Ahmet

 

Ahmet, ofisinde oturmuş dışarı bakarken derin bir nefes aldı. Plazanın geniş pencereleri dışardaki manzarayı içeriye taşıyordu. Telefona giden elini geri çekti.  

Dışardan, yapılan hazırlıkların sesi geliyordu. Bir koşuşturma vardı, akşam yapılacak kutlamanın habercisiydi.

Ahmet, ihaleyi kazanacaklarına çok emindi. “Kimse bizim yanımıza yaklaşamaz bile.” dedi. Tam da bu sırada ortağı Cem kapıda belirdi. Bakışları yerde “İhaleyi rakip firma kazanmış.” dedi.

Ahmet, 50'li yaşlarında, sarışın, hafif toplu bir adamdı. Okul hayatında başarılı bir öğrenci olmuştu. İlkokuldan sonra girdiği sınavları kazanmış, şehrin en popüler lisesi olan Anadolu Lisesi’ ne girmişti.
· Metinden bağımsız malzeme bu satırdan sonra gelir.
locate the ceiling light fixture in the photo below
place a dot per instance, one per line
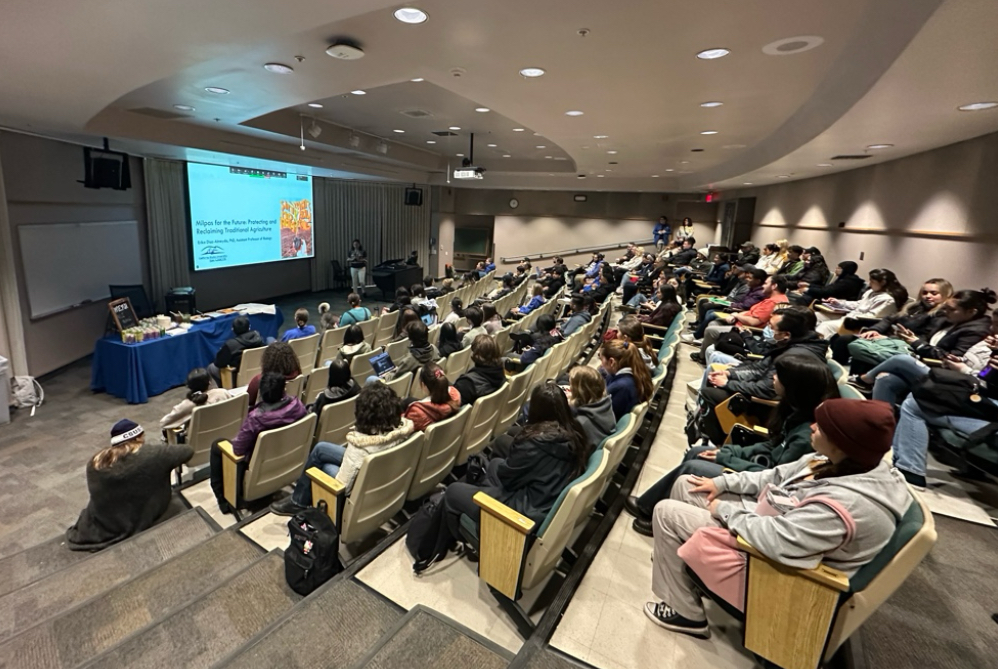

Lise son sınıfta üniversite sınavı için hazırlanmaya başlamıştı. Ancak tam olarak hangi mesleği istediğini bilmiyordu. Bir yandan Sosyoloji diğer yandan Mühendislik okumak istiyordu. Ancak kuzeninin yönlendirmesiyle İstanbul’ da bir üniversitenin İşletme bölümünü tercih etti ve oraya girdi.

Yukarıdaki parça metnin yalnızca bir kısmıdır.